Is it worth it to understand why math works, even in college? Or because of the pace should I just stick to memorizing steps and formulas. I will be taking a college pre-calc math class soon and I was wondering if it is worth to try to understand math or just memorize formulas. You know, all the "Why does this work?" questions and math history. I do have an interest in learning how proofs and formulas work but I won't do it if it affects my grade. 
 A: This is to some extent a matter of what your opinion is on the purpose of education.
Nevertheless, I think that, ideally, the choice you describe is not possible—a university class that allows students to pass merely by cramming prescriptions for solving problems in lieu of flexing higher-order thinking skills is not a university-level class at all.
An ideal university-level mathematics course provides a setting to nurture and demonstrate critical thinking skills—if all you have to do to pass is "memorize formulas", somebody isn't doing their job!

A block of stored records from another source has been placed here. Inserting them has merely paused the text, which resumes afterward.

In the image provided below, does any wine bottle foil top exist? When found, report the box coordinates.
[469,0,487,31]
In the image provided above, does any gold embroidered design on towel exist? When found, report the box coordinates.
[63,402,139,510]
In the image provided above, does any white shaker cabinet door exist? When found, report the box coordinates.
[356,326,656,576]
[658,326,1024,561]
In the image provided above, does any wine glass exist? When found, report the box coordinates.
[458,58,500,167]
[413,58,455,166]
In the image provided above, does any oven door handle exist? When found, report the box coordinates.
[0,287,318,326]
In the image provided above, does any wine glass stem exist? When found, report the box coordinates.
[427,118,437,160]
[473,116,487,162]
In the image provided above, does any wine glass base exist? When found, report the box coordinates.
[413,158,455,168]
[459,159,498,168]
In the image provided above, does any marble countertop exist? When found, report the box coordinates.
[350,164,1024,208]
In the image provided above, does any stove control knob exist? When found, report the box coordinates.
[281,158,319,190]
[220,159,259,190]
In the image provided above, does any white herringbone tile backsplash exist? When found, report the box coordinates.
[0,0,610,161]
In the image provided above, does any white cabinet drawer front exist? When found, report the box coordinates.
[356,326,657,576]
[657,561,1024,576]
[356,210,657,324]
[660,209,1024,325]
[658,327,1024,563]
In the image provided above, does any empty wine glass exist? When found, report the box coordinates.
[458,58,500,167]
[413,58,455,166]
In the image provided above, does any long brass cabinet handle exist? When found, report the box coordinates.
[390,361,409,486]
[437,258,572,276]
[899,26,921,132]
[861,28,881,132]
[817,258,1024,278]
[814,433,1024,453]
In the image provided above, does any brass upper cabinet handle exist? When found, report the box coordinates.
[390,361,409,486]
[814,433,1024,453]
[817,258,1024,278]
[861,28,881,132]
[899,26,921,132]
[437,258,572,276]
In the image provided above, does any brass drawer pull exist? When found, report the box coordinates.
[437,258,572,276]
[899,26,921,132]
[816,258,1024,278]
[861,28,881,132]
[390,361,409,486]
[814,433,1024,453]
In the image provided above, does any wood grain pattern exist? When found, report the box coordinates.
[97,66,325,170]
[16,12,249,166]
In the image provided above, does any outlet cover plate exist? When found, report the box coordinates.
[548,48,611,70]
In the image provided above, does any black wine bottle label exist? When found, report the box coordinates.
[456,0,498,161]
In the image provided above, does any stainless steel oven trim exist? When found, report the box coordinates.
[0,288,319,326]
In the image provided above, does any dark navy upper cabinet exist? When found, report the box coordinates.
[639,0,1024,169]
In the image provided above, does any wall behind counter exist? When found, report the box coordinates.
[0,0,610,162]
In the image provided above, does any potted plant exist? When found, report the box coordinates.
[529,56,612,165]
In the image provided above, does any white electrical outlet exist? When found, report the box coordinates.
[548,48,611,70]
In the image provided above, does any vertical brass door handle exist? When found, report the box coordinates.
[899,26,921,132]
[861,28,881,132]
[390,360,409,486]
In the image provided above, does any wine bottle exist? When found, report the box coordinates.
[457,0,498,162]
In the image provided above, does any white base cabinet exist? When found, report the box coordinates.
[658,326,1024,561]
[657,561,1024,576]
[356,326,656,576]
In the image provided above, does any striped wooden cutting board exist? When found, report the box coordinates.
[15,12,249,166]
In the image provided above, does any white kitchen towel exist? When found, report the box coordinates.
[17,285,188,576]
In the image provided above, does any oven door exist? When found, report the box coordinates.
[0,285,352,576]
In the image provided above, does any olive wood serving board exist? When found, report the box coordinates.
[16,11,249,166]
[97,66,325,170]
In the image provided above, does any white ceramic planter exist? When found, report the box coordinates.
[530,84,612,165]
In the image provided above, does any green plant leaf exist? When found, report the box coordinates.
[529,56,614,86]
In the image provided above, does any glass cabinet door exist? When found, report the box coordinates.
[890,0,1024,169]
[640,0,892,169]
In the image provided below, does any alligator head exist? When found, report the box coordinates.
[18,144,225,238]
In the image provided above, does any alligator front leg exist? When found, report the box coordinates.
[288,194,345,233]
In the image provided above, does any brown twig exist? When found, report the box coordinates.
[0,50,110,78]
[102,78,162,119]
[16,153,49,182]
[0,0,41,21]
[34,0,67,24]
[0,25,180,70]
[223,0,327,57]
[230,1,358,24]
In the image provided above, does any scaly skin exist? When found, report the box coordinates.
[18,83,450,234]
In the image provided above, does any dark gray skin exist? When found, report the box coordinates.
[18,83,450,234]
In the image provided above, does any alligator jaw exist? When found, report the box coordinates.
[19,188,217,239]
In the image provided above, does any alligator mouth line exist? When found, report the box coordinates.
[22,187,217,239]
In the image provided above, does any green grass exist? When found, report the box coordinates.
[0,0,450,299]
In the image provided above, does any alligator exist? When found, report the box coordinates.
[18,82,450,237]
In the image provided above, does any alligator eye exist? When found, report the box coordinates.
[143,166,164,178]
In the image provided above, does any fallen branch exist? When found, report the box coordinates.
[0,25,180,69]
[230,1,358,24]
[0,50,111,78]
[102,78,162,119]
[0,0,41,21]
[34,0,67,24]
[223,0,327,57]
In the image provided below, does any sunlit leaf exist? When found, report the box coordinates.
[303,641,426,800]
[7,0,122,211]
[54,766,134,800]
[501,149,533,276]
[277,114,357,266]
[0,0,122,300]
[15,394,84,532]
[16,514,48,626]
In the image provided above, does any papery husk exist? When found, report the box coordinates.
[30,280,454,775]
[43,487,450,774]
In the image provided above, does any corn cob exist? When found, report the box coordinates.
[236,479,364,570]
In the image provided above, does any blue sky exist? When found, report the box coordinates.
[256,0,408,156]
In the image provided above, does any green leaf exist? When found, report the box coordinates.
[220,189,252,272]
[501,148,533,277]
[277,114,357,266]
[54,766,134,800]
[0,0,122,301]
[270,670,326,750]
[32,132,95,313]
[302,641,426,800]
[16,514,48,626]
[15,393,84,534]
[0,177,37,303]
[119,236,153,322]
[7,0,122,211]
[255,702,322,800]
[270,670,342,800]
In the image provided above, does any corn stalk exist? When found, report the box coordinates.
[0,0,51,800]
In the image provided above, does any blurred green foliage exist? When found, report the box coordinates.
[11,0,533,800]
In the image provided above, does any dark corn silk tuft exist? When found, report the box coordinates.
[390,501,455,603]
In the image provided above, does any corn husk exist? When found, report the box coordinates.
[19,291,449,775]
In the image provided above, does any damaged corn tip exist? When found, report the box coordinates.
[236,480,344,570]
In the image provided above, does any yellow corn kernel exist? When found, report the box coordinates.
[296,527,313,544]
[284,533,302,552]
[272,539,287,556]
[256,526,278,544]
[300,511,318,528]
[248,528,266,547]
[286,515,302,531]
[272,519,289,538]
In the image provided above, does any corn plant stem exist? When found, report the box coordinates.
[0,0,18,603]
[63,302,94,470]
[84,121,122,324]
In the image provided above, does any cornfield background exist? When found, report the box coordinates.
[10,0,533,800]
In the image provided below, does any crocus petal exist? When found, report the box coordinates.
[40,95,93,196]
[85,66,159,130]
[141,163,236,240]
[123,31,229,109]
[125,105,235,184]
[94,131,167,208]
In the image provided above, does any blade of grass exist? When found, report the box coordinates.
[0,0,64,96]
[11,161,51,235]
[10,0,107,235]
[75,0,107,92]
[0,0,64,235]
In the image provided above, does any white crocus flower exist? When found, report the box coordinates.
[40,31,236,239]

But what skills does mathematical critical thinking comprise? Adapting from Arons's (1997) monograph on teaching college physics, demonstrating critical thinking entails


*

*consciously demanding proofs or derivations for supposed results;

*recognizing gaps in proofs and derivations;

*discriminating between the truth of conjectures in general and their truth in special cases;

*requiring prior agreement on the definition of technical terms before accepting their use;

*unearthing implicit assumptions in proofs and derivations;

*drawing sound inferences, in particular


*

*making use of syllogistic reasoning to derive theorems from hypotheses and

*using computational evidence to formulate conjectures;


*performing hypothetico-deductive reasoning, i.e., synthesizing existing knowledge and applying it to unfamiliar systems to come up with plausible ideas concerning how they work;

*discriminating between inductive (i.e., statistical) and deductive (i.e., logical) arguments;

*testing one's own reasoning and conclusions for internal consistency, and

*consciously scrutinizing one's own cognitive processes ("What is my way of doing mathematics?").